Gold Rush

For a change, a post on money or rather a money-related post!

If you have been following the financial news, you must be aware that after the stock-market bust last year, we are currently in the midst of a boom. Or to put it in terms that savvy investors understand, we are having a bullish market!

At the same time, you will have noticed that an under-performing asset namely gold, has given stellar returns over the past year and a half.

Now, gold is a commodity , admittedly a valuable commodity. But nonetheless a commodity!

So why the sudden gold rush?

A little bit of history, first! Not so long ago, currencies were backed by the gold reserves stored by the central banks. This was definitely the case with the US dollar. Currency was worthless without the gold reserves to support them. See

Over time, this changed especially with the rise of America as an economic and military superpower! The might of the dollar reigned supreme! It was the currency of choice to protect other countries and their denizens from the threat of hyper-inflation. Note the recent decision by the North Korean authorities to depreciate their currency and the resulting demand for US dollars. You will have also noted the USD rising when the Dubai credit default crisis news broke!

That’s what you and I can call a ‘flight to safety’! A flight to safety is just that! An attempt to seek safer havens for your hard-earned money!

If you can relate the two, you will also appreciate why the price of gold has gone through the roof! Gold is the Everyman’s hedge against inflation. But over the past couple of decades the price of gold has not appreciated much. In fact, it has barely kept pace with inflation.

It all has its roots in how governments have decided to deficit finance their economies so that the liquidity crisis caused by the sub-prime mess can be overcome. The huge stimulus required to jump-start the economies and keep them on an even keel has made loose money supply a policy until signs that the all powerful and not invisible hand of the government is no longer required to boost businesses and then it can be ‘business as usual’.

The liquidity crisis has definitely been resolved but where does this excess liquidity go? You have to remember that macro economics is not a precise science. It is more of a checks and balances system; you have to tread a fine line. Excess liquidity can lead to an asset bubble and more significantly a much higher rate of inflation.

Before the crisis burst, if you recall, most central banks were tightening money supply to counter inflation. This exacerbated the liquidity problem and affected smaller businesses badly. Central banks all around the world suddenly had to do a volte-face or an about turn!

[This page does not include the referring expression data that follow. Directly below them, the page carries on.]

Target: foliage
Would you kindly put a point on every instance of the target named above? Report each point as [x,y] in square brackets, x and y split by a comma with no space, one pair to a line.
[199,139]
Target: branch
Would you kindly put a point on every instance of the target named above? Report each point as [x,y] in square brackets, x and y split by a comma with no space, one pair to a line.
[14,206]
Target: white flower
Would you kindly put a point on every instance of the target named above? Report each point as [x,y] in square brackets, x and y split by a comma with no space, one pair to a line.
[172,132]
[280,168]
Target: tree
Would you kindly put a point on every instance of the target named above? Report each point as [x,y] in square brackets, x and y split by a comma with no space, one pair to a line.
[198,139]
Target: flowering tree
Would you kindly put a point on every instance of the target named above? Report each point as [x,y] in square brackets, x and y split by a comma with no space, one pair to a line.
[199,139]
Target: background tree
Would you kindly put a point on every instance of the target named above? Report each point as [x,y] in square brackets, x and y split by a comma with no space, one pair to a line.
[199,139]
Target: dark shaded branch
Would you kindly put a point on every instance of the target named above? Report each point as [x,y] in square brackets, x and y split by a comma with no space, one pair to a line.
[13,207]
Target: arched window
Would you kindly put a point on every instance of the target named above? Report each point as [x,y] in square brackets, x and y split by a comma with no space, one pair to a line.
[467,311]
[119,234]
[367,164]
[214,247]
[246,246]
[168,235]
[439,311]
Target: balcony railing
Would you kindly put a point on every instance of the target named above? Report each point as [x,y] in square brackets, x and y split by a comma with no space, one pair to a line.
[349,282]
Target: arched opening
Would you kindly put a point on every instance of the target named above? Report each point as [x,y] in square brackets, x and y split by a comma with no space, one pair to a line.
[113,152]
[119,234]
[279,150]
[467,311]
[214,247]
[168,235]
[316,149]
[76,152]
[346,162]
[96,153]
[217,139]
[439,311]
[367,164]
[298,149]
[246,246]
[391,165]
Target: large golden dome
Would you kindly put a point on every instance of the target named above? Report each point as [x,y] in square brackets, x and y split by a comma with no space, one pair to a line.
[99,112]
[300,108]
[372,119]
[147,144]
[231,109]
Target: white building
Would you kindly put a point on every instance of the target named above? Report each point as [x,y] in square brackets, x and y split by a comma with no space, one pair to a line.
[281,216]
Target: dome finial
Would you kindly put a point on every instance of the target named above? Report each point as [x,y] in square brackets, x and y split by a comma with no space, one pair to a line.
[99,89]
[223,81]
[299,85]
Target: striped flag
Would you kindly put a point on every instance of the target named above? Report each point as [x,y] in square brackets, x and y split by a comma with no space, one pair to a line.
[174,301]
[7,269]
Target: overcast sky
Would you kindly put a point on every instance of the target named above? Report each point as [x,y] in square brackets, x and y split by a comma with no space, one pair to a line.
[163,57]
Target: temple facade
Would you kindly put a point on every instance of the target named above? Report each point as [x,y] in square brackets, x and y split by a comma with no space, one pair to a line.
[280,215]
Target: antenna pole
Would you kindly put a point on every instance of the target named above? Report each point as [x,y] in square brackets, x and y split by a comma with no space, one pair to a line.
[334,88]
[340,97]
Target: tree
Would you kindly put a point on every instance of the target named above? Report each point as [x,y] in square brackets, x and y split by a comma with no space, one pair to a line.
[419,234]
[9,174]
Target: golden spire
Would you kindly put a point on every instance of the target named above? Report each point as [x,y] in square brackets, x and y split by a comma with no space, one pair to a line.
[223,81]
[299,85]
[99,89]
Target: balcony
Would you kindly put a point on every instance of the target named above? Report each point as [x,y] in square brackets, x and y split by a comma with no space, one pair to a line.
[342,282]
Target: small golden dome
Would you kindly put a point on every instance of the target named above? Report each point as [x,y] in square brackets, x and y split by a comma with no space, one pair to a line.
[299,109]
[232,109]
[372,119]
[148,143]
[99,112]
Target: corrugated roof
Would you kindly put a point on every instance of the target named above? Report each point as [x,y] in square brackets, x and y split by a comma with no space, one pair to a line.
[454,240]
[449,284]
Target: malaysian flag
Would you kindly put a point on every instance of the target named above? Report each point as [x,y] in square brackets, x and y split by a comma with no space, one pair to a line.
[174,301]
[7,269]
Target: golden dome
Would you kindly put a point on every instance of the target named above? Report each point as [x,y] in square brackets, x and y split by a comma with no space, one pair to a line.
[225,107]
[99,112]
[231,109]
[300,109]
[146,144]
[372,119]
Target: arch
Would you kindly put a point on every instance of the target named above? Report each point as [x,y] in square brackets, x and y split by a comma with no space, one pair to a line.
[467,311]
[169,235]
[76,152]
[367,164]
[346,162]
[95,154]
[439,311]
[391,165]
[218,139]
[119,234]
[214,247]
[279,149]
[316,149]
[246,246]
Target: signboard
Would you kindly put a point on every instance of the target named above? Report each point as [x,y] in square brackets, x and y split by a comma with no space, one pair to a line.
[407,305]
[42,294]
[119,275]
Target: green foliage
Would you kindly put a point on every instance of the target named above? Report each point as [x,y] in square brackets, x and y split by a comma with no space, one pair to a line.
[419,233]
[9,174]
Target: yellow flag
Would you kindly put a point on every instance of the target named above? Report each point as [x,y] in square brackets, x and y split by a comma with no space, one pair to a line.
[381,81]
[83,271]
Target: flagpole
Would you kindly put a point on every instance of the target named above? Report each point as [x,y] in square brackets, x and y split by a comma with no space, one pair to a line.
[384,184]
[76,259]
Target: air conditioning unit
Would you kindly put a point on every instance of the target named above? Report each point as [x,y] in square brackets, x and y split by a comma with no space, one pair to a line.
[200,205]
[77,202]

The price of gold going up is a counter to the weakness exhibited by the dollar. The flight to gold safety is symptomatic of the prevailing uncertainty surrounding the stock markets.

This excess liquidity, caused by a loose monetary policy (i.e. low interest rates), has to go somewhere. And you and I can see it chortling its way up the stock indices. In fact, this excess liquidity seems to be like a modern day Midas. All it touches turns to gold! Even gold!

So do you need to buy gold? Absolutely not! You can choose to buy Gold ETFs which are exchange traded funds that invest in firms whose business is gold or closely related to gold. There is a +ve correlation between how their stocks perform and the price of gold. You could even say that it is a windfall for their stocks.

Or you could invest in index funds that monitor the price of gold. These stocks mirror the market price of gold and are a more accurate indicator of its current market value.

In fact, in India, where gold is traditionally valued, the buying of physical gold has hit an all-time low. Gold is unaffordable to its traditional customers.

So, yes, you could say, for now, that all that glitters IS gold!